For the upload, your PHP script is the culprit. It has to upload the file to /media instead of /. You verified this by browsing to /media and seeing the files, so that proves the httpd.conf is correct. Additionally, the daemon doesn't control what the PHP script does in respect to where uploads are occurring. That's all done within the script itself.

Also, you should restrict the permissions on those Apache directories:

Code:
Options +FollowSymLinks +ExecCGI +Indexes +Includes

That's just asking for trouble.
 

xper

macrumors 6502
Original poster
Dec 15, 2005
430
3
Sweden - Halmstad
Ah ok thanks, i will fix those security issues as soon as possible, just want to make the uploads works properly first.

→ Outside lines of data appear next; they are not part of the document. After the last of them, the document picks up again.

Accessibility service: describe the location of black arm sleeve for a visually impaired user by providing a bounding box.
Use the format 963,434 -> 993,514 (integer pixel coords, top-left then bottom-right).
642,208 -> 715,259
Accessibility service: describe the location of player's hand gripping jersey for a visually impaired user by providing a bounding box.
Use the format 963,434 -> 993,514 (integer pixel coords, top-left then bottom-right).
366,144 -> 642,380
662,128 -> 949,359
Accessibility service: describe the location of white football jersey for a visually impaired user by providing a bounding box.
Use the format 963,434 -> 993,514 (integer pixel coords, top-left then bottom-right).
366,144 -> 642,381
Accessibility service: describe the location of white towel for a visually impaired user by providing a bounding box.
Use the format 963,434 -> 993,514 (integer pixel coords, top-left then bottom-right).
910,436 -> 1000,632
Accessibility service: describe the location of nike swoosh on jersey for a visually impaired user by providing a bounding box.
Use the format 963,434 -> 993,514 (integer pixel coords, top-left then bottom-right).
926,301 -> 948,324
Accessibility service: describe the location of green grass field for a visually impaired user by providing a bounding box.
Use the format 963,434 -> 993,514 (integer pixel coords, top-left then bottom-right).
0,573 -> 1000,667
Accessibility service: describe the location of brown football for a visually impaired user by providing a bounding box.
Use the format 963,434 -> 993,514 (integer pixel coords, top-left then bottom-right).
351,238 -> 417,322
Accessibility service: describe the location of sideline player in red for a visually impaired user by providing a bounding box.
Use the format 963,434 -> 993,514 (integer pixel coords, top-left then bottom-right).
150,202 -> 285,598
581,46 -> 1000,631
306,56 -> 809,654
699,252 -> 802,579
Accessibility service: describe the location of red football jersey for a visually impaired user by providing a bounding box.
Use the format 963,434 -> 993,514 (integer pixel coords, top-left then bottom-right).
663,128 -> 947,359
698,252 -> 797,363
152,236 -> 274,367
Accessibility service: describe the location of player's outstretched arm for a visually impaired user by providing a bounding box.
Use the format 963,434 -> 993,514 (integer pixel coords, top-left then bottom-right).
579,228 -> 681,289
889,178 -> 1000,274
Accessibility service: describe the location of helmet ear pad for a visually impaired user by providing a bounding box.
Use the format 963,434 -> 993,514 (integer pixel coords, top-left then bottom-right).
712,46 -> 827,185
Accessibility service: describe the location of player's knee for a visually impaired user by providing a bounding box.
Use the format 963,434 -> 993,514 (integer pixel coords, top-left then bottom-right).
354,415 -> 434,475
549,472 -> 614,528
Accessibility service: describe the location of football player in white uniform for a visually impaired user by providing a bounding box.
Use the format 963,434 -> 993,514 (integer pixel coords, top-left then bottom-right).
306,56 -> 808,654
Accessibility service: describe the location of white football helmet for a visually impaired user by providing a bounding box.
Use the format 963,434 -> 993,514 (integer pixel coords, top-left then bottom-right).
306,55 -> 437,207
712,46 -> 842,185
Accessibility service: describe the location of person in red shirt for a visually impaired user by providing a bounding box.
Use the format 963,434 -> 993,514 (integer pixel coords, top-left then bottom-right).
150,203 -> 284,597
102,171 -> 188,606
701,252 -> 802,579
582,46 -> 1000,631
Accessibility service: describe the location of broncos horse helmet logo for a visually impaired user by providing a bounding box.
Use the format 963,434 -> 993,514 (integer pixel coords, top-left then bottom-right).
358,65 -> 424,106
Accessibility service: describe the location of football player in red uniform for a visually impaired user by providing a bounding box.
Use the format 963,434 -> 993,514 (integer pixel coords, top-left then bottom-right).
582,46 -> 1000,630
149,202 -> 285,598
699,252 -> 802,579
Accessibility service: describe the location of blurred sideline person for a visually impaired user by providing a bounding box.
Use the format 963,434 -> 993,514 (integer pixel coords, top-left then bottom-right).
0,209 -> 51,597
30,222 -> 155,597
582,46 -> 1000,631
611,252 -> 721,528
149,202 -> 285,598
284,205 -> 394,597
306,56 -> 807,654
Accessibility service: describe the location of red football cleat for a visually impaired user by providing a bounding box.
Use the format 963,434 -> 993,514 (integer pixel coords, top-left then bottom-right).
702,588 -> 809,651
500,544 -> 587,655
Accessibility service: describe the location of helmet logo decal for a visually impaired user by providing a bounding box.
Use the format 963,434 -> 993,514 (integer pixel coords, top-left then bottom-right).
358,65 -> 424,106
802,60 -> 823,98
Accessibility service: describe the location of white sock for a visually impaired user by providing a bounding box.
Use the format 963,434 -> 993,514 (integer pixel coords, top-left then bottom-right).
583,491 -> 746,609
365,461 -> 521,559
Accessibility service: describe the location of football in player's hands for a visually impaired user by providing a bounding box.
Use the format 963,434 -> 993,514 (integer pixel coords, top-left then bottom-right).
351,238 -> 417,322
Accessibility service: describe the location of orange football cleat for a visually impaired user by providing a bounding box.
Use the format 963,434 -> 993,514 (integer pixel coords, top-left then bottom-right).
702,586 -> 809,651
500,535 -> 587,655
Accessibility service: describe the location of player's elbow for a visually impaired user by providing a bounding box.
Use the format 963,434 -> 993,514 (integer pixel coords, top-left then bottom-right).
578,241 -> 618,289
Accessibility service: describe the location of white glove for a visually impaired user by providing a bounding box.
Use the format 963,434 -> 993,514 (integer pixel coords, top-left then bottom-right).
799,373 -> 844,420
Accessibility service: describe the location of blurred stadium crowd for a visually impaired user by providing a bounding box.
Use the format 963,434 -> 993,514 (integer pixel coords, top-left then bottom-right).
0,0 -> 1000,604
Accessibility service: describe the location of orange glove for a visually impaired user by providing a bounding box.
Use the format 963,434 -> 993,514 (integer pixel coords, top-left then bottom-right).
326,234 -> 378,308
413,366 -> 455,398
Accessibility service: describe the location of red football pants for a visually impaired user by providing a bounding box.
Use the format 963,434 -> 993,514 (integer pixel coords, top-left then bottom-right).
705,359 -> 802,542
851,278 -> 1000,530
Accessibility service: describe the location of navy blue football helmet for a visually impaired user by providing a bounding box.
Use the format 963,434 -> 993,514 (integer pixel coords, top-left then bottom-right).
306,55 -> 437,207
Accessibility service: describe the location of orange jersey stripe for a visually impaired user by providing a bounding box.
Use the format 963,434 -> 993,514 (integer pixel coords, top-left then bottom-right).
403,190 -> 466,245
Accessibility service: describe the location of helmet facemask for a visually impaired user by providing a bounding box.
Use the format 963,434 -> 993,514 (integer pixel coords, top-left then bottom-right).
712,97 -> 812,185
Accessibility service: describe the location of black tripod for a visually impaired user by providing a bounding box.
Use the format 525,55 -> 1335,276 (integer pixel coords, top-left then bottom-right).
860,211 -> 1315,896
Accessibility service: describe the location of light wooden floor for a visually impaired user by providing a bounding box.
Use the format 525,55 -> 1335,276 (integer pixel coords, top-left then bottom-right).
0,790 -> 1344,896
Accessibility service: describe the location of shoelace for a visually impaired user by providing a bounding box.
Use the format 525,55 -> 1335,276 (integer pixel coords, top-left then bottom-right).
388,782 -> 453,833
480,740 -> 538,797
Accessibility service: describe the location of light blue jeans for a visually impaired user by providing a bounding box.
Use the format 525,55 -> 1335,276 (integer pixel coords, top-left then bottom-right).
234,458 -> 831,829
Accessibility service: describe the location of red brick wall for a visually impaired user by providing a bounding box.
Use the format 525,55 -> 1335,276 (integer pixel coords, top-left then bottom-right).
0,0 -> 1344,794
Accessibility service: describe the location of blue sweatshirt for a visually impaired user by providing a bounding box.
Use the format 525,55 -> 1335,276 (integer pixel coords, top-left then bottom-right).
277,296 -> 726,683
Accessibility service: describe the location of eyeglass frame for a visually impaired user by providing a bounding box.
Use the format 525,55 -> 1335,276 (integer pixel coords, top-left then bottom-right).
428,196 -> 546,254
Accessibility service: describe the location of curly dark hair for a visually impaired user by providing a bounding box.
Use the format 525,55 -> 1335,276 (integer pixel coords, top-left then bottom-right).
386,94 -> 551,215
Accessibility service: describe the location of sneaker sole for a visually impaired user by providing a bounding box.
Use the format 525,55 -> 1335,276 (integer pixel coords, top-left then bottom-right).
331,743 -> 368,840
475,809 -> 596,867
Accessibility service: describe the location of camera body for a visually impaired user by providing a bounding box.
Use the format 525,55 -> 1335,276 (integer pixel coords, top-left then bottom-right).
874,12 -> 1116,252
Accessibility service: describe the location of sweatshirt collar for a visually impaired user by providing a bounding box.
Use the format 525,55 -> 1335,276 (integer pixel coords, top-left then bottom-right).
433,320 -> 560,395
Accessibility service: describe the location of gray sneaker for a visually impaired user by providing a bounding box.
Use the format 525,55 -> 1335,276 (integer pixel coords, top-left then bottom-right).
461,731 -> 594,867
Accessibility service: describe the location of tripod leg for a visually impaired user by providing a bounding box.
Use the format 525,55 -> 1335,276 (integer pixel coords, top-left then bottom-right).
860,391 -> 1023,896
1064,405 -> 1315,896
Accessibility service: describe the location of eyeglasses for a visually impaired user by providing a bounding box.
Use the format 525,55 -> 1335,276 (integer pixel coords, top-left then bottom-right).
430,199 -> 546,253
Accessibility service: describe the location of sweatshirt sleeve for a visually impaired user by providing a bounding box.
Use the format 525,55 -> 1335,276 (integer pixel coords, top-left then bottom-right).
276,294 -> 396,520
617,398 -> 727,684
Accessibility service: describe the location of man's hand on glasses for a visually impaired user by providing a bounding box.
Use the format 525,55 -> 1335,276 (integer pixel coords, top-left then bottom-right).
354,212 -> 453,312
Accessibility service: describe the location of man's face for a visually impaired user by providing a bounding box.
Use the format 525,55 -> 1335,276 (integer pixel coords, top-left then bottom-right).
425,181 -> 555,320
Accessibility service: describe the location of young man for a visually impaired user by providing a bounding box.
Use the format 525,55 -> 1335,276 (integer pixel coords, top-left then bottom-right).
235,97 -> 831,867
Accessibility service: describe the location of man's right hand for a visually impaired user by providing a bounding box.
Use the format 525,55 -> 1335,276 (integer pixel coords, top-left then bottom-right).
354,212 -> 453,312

Well, i can navigate to the /media/ folder in the browser, no problem, and the PHP upload script is set to use the folder /media/ but instead of it following the alias and directory it creates a new /media/ folder in the root every time i make an upload, i am not good at Apache as you notice but shouldnt it use the new path for /media/ now?
 

belvdr

macrumors 603
Aug 15, 2005
5,945
1,372
If the PHP script is using the directory path (not the URL path), then you'd need to specify the full filesystem path in your script:

Code:
/Volumes/Storage-1/www/synix/
 

xper

macrumors 6502
Original poster
Dec 15, 2005
430
3
Sweden - Halmstad
Forgive me, the symlink i made wasnt correct so obviously it didnt work, i could use the code you provided but this platform is made to work on various server setups so it would break on those system.

Also, the php script can fetch its own URL base so subdomains could be used, pretty great because the webserver is almost down at idle now, pretty nice performance boost.